Nel corso del tempo, il produttore di smartphone si è evoluto in un grande magazzino che vende un’infinita vastita di prodotti da tutti i giorni, espandendosi oltre l’elettronica e coprendo categorie come articoli fissi, utensili da cucina, abbigliamento e addirittura del cibo – cose che si potrebbero trovare a Muji. Xiaomi sviluppa e progetta determinati prodotti internamente, ovvero gli smartphone, successivamente li va a realizzare tramite modelli di condivisione degli utili con fornitori e terze parti, finanziando o diventando partner con accordi di distribuzione.
Il gioco di capitale di Xiaomi
Molti produttori di prodotti di consumo non vedono l’ora di entrare nell’universo di distribuzione di Xiaomi. Da un lato, possono raggiungere milioni di consumatori in tutto il mondo attraverso la vasta rete di canali di e-commerce e negozi fisici del gigante. Dall’altro, si preoccupano della compressione dei margini e dell’eccessiva dipendenza dal marchio Xiaomi.

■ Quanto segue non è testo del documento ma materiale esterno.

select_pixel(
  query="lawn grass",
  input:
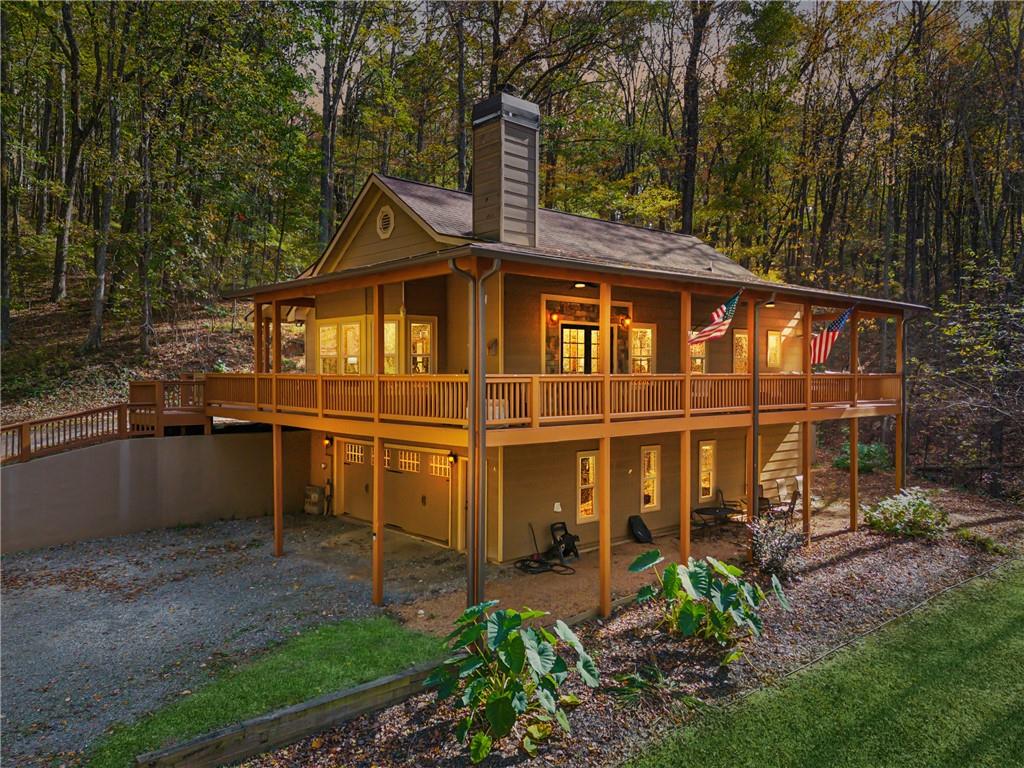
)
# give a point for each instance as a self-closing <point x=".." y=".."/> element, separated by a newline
<point x="317" y="662"/>
<point x="941" y="687"/>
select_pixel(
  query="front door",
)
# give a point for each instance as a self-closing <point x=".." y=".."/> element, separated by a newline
<point x="580" y="348"/>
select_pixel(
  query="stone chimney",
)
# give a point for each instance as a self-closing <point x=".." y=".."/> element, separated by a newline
<point x="506" y="133"/>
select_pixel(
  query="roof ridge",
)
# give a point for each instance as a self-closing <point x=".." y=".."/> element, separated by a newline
<point x="553" y="210"/>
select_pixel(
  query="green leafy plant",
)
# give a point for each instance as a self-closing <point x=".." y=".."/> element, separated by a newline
<point x="707" y="599"/>
<point x="909" y="512"/>
<point x="871" y="457"/>
<point x="507" y="675"/>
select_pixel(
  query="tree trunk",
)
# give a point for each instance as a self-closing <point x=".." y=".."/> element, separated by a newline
<point x="699" y="12"/>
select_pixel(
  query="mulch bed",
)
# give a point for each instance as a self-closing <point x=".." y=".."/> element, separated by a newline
<point x="844" y="585"/>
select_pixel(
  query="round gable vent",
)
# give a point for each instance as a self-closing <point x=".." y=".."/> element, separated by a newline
<point x="385" y="222"/>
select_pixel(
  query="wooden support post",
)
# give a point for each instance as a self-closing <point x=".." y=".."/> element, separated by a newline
<point x="899" y="459"/>
<point x="604" y="524"/>
<point x="377" y="549"/>
<point x="854" y="469"/>
<point x="805" y="461"/>
<point x="258" y="366"/>
<point x="808" y="329"/>
<point x="685" y="321"/>
<point x="279" y="492"/>
<point x="378" y="303"/>
<point x="604" y="356"/>
<point x="685" y="494"/>
<point x="855" y="355"/>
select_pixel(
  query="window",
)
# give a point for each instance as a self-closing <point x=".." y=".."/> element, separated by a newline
<point x="440" y="466"/>
<point x="581" y="347"/>
<point x="740" y="352"/>
<point x="409" y="461"/>
<point x="642" y="349"/>
<point x="586" y="486"/>
<point x="706" y="469"/>
<point x="350" y="346"/>
<point x="421" y="346"/>
<point x="650" y="478"/>
<point x="328" y="348"/>
<point x="698" y="357"/>
<point x="774" y="350"/>
<point x="354" y="453"/>
<point x="391" y="347"/>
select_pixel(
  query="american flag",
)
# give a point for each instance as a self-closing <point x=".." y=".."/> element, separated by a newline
<point x="720" y="321"/>
<point x="822" y="343"/>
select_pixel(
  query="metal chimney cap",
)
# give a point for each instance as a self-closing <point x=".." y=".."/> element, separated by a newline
<point x="510" y="108"/>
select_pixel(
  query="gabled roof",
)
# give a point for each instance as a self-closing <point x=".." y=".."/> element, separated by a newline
<point x="569" y="237"/>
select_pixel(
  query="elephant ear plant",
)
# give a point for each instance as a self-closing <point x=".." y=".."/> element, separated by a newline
<point x="707" y="599"/>
<point x="507" y="676"/>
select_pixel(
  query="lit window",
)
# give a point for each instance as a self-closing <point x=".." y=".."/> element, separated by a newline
<point x="421" y="346"/>
<point x="698" y="357"/>
<point x="774" y="349"/>
<point x="586" y="487"/>
<point x="391" y="347"/>
<point x="650" y="482"/>
<point x="409" y="461"/>
<point x="642" y="349"/>
<point x="740" y="352"/>
<point x="350" y="347"/>
<point x="440" y="466"/>
<point x="329" y="348"/>
<point x="706" y="469"/>
<point x="354" y="453"/>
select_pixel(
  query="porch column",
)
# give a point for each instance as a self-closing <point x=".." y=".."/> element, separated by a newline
<point x="279" y="491"/>
<point x="684" y="497"/>
<point x="604" y="456"/>
<point x="805" y="460"/>
<point x="854" y="468"/>
<point x="377" y="549"/>
<point x="257" y="337"/>
<point x="685" y="315"/>
<point x="899" y="459"/>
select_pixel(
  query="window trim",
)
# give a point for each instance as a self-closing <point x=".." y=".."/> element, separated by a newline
<point x="656" y="450"/>
<point x="585" y="519"/>
<point x="768" y="361"/>
<point x="653" y="346"/>
<point x="714" y="469"/>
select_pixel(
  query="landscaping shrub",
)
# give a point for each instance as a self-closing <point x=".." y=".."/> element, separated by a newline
<point x="870" y="458"/>
<point x="706" y="599"/>
<point x="910" y="512"/>
<point x="507" y="675"/>
<point x="772" y="541"/>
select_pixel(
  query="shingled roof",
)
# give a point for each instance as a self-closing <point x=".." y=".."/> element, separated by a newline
<point x="569" y="237"/>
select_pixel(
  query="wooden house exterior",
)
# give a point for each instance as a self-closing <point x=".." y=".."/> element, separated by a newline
<point x="475" y="364"/>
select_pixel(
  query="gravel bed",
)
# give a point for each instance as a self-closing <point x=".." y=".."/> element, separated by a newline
<point x="844" y="585"/>
<point x="101" y="632"/>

Come tale, molte aziende che vendono tramite Xiaomi hanno anche ritagliato le proprie linee di prodotti. Huami, quotata in borsa al Nasdaq, è la società che rifornisce gli smartwatch a Xiaomi. Amazfit, questo è il brand degli indossabili di Huami, sono arrivati a competere con la più famosa e nota Fitbit.
Roborock, un produttore di aspirapolvere automatico quotato nell’equivalente cinese del Nasdaq, STAR MARKET, ha impiegato un un anno per realizzare il primo aspirapolvere dell’ecosistema di Mi Home di Xiaomi.
L’effetto COVID-19 a Xiaomi: positivo o negato?
Con l’incombente recessione economica innescata da COVID-19, i produttori potrebbero rivolgersi sempre più a Xiaomi e ad altri investitori per far fronte alle sfide della liquidità del flusso di cassa.
Insieme ai suoi guadagni, Xiaomi ha annunciato di aver acquistato un’ulteriore quota del 27,44% di Zimi, il principale fornitore delle sue banche di potere, portando la sua partecipazione totale al 49,91%. Xiaomi ha affermato che l’acquisizione aumenterebbe la competitività di Xiaomi in “5G + AIoT“, una parola d’ordine abbreviata per la tecnologia a banda larga mobile di nuova generazione e l’IoT basato sull’intelligenza artificiale. Per Zimi, l’investimento probabilmente allevierà parte della pressione finanziaria che sta vivendo in questi tempi difficili.
La concorrenza nel settore dell’IoT cinese si sta surriscaldando mentre il Paese corre a lanciare reti 5G, che consentiranno una più ampia adozione dei dispositivi connessi. Proprio questa settimana, Alibaba, che ha molteplici interessi in altrettanti mercati, ha annunciato di aver finanzianto altri 10 miliardi di yuan ($ 1,4 miliardi) per accelerare lo sviluppo del suo assistente vocale intelligente Genie, simile ad Alexa, il quale sarà ulteriormente integrato nell’esperienza e-commerce di Alibaba, servizi di intrattenimento online e partner di hardware di consumo.